Lycanthropy Was Linked With Disease and Puberty
People suffering from lycanthropy, or the ability to change into an animal, were once thought to be especially vulnerable during puberty. If you think about it, that actually makes a lot of sense. Pubescent adolescents tend to grow lots of hair all over their bodies, and they’re often afflicted with temperamental behavior and strong, uncontrollable urges… just like moody werewolves.
The hereditary disease hypertrichosis causes massive amount of hair growth all over the body and the face -- which might have led people in the past to believe that someone suffering from this condition was a werewolf, especially if the onset of the disease came later in life. To the uneducated observer, someone with hypertrichosis would appear to be slowly changing into an animal, right before the observer’s eyes.
How To Spot A Werewolf
If your best friend suddenly grows paws, fangs, gets really hairy and tries to eat you, they might be a werewolf. There are some other signs you can look for as well -- before things get to this point. Watch out for a widow's peak, very long index fingers, overpowering anger, hairy palms, a unibrow, hydrophobic symptoms (fear of water), poor vision, dry tongue, nighttime walkabouts and trouble pronouncing the letter "W" correctly. We're not sure what that last one has to do with wolfing out, but there you go. Apparently werewolves have trouble pronouncing their own species name.
The Werewolf ‘God’ Comes from Scandinavia
Fenrir was a horrific wolf-like creature that lived with the Norse gods. He was the son of Loki, and he was also the father of the wolves, which made him father of the werewolves as well. Fenrir was so tough, in fact, the other gods decided to bind him up in order to keep him out of trouble. He bit the hand off one of them for doing so, because that's what you do when you're a crazy Norse wolf god.
Holy Water and Crosses Are for Vampires, Not Werewolves
If you’re ever in the highly unlikely situation that you have to contend with a nasty werewolf, make sure you don’t get your monsters mixed up.

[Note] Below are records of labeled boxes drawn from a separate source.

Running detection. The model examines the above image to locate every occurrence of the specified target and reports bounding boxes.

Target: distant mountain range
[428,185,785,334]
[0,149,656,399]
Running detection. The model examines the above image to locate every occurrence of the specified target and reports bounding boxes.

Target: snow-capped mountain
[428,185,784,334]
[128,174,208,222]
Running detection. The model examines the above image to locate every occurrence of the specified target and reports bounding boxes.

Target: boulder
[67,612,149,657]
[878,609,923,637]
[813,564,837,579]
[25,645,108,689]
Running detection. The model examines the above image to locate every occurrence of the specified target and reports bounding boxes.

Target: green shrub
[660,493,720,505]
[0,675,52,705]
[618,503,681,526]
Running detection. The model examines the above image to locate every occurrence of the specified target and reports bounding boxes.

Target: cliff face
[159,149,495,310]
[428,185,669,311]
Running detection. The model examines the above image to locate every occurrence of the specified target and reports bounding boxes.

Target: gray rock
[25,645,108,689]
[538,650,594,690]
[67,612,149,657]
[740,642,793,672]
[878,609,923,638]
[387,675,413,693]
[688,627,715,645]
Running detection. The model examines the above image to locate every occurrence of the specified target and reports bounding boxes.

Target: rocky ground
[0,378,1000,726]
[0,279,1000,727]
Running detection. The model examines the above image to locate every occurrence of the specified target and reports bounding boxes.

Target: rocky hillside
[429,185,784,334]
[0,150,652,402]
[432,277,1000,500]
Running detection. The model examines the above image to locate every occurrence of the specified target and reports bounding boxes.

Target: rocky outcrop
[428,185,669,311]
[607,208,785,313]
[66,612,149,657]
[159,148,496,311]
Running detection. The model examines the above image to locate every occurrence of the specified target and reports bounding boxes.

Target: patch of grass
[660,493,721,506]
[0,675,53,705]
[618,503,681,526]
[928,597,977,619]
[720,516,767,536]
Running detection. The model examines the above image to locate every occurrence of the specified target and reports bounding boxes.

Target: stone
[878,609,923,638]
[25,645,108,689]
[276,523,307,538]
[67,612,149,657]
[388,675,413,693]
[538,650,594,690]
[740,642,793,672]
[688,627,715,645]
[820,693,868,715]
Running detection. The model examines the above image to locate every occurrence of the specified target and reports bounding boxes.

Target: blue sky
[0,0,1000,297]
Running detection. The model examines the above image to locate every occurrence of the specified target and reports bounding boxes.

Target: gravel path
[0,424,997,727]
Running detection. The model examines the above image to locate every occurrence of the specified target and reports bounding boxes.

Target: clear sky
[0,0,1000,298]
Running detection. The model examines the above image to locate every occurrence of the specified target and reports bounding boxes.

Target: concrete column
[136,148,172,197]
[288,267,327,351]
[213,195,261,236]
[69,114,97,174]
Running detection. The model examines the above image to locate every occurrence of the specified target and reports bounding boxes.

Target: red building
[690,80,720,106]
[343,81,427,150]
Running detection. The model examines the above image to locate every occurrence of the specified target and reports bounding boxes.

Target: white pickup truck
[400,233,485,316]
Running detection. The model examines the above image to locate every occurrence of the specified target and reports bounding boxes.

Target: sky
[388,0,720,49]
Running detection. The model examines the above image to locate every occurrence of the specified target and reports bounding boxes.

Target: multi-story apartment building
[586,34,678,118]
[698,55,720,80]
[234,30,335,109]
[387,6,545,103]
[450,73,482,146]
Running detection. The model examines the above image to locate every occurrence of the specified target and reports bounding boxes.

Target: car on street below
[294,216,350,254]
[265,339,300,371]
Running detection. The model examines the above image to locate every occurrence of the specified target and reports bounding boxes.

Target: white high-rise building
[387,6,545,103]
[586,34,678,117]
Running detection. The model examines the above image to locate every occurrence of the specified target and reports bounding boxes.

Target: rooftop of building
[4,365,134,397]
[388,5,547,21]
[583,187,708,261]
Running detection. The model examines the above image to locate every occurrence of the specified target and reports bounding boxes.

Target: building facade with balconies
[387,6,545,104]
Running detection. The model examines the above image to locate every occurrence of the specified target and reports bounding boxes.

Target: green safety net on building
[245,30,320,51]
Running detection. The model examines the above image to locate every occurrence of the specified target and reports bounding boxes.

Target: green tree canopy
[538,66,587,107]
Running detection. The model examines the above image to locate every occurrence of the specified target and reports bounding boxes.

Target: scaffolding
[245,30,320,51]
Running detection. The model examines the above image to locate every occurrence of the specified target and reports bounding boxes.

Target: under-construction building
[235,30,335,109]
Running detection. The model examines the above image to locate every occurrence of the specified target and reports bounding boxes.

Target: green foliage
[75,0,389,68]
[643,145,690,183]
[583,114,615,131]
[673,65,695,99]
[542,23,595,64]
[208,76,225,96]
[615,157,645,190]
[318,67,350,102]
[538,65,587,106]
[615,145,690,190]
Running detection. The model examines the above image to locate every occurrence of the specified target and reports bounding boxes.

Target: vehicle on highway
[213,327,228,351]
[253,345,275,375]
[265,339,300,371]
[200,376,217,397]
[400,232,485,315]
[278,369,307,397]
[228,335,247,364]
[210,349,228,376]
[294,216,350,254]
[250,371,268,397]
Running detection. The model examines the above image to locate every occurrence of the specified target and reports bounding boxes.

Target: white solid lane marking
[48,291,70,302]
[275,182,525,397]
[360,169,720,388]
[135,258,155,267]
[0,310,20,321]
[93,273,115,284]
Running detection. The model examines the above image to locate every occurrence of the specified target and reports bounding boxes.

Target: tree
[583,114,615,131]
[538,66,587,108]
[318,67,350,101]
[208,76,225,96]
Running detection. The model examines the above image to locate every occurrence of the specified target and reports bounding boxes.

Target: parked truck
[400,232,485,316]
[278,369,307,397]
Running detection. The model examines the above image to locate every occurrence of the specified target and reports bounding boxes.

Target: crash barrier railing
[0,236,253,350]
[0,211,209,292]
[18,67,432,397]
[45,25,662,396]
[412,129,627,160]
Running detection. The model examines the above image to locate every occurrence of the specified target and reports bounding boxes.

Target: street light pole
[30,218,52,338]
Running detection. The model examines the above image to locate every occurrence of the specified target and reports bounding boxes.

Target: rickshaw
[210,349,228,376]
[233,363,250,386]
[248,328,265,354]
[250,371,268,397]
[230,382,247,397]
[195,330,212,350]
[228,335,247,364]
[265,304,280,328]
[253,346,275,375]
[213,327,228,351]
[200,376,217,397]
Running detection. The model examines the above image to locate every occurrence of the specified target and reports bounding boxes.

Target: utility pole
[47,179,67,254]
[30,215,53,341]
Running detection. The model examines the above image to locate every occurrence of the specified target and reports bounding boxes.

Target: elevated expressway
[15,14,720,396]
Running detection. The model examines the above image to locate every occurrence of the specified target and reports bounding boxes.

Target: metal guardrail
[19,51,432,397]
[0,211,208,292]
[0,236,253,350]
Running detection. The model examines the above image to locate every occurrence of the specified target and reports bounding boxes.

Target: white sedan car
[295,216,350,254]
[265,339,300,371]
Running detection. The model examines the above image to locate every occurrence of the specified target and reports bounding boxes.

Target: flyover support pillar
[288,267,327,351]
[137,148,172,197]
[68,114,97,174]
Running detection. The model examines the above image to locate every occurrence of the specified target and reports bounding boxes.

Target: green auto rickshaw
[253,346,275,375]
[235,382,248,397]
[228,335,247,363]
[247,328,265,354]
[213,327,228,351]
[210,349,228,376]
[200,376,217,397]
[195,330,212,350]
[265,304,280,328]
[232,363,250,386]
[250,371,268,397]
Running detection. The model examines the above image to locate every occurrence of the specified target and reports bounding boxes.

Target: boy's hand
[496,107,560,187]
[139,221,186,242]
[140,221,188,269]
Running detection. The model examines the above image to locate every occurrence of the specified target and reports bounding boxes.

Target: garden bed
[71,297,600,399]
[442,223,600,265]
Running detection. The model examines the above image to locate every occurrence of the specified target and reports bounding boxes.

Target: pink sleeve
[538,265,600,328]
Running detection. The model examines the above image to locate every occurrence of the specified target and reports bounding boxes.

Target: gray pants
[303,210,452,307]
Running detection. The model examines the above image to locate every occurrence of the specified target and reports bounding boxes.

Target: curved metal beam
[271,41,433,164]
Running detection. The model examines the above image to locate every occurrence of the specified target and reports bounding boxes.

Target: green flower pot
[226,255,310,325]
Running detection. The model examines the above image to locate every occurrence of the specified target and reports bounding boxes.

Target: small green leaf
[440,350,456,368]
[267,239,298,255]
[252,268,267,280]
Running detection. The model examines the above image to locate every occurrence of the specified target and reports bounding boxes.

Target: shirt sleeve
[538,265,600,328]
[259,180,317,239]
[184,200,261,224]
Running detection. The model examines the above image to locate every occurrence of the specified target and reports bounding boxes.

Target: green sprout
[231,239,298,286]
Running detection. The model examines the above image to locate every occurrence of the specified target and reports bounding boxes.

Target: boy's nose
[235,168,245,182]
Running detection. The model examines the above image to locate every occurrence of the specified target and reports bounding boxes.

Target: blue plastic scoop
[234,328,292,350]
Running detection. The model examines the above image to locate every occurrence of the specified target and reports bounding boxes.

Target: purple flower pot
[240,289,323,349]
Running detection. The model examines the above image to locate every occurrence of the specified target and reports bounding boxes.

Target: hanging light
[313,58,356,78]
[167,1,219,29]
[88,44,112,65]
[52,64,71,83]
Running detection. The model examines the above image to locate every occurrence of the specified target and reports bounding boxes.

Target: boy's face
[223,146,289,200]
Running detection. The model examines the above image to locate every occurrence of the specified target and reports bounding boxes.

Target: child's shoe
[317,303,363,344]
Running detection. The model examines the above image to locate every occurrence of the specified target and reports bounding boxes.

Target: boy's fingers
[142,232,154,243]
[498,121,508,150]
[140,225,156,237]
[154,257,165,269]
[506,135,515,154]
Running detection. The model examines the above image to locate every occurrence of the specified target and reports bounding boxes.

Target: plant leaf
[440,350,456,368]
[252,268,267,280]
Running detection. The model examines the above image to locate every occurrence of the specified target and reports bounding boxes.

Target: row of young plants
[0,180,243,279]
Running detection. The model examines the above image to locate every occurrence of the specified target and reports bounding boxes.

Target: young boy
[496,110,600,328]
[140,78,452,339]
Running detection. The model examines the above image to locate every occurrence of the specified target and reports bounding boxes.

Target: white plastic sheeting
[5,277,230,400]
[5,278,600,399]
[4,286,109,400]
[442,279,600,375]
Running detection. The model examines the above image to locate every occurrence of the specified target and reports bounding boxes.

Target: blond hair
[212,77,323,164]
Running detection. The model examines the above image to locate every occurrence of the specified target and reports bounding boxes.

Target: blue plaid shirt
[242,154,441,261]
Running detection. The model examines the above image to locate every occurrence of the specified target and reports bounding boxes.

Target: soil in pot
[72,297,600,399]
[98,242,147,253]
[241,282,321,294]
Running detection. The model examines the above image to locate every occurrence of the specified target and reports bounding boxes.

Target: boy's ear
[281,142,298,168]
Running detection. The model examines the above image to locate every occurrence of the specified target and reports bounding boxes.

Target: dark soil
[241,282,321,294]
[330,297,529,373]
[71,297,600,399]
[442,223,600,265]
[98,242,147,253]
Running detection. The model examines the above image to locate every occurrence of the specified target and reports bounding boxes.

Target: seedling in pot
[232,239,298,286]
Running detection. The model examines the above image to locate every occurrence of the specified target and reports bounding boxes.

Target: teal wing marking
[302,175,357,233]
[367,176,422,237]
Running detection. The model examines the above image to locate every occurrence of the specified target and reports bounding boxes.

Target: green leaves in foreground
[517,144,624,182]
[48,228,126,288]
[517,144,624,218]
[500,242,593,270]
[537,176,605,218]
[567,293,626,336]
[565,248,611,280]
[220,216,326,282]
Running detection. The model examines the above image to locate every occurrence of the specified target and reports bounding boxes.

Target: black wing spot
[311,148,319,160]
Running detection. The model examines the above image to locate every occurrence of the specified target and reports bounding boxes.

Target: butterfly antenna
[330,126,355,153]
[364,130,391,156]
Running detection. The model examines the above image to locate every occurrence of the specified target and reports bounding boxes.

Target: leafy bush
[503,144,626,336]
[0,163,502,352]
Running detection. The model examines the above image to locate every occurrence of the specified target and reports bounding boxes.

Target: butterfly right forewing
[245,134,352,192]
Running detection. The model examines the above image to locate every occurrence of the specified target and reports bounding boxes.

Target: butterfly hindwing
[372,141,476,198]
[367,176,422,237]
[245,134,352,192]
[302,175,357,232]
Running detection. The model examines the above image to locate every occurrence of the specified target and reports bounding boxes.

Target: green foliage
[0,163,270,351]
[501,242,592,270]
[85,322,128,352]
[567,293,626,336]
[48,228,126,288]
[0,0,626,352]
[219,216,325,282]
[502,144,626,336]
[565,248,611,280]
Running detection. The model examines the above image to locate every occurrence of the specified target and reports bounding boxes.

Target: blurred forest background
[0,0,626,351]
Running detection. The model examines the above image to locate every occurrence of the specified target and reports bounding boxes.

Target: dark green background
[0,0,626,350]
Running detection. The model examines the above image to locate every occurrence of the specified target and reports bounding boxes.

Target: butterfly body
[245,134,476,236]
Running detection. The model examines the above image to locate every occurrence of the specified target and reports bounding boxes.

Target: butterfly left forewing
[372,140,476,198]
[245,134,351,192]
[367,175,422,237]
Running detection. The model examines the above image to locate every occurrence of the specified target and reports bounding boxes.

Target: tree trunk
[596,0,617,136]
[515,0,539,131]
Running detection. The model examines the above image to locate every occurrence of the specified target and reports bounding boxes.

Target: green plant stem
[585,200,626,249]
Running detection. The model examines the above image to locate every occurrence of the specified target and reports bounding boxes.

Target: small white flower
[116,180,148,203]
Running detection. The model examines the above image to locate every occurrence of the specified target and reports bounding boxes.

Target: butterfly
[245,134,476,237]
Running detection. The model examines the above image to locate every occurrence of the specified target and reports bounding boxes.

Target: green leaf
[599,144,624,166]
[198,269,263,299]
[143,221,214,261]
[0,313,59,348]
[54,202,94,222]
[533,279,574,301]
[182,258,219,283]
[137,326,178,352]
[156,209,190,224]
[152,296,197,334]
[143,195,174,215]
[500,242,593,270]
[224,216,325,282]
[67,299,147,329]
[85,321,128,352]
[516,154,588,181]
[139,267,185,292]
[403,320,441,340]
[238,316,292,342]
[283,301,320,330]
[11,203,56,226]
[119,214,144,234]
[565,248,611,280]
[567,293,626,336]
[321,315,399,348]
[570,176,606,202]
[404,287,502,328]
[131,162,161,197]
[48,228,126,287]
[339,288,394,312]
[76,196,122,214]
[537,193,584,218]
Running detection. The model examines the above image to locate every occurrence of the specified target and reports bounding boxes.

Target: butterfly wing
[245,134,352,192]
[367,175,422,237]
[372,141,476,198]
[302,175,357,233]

While crosses and holy water work on most vampires, they don’t do a heck of a lot against werewolves. If under attack by a hairy beast, try to keep some salt around (weren't you paying attention earlier?). Mistletoe, wolfsbane, or maybe some wreaths of sage will also work in a pinch. Silver is debatable, depending on the particular source you’re consulting. Though the 1985 Gary Busey/Stephen King film 'Silver Bullet' makes a good case for its use.
Mercury Might Beat Silver For Dispatching Werewolves
Everyone knows that a silver bullet is sure to do the trick against a werewolf ready to bite your head off, right? Well, that might not necessarily be the case. Mercury could actually be the chemical element you’re after when you need to shoot or stab somebody who has just turned into a wolf. It seems quicksilver, or liquid metal mercury, might have been the metal the alchemists of old used against the fabled monsters, not real silver. If you’re being plagued by werewolves these days, you’d better keep both on hand, just in case. Or not, since mercury is really toxic. Your choice.
A Greek Werewolf King
Tales of werewolves have been around for ages. In ancient Greece, rumors had it that King Lycaon, a very ruthless king, could've been the progenitor of werewolves (not Fenrir, as legend had it in Scandinavia). Zeus tried to put an end to Lycaon’s tyranny, but the mortal doubted that the being he was talking to was a true god. The king responded by serving Zeus a feast of human flesh, and tried to turn him into a cannibal. For his terrible misdeeds, Zeus transformed King Lycaon into a wolf. No word on whether he then proceeded to perform the world's first werewolf dunk on the royal basketball court.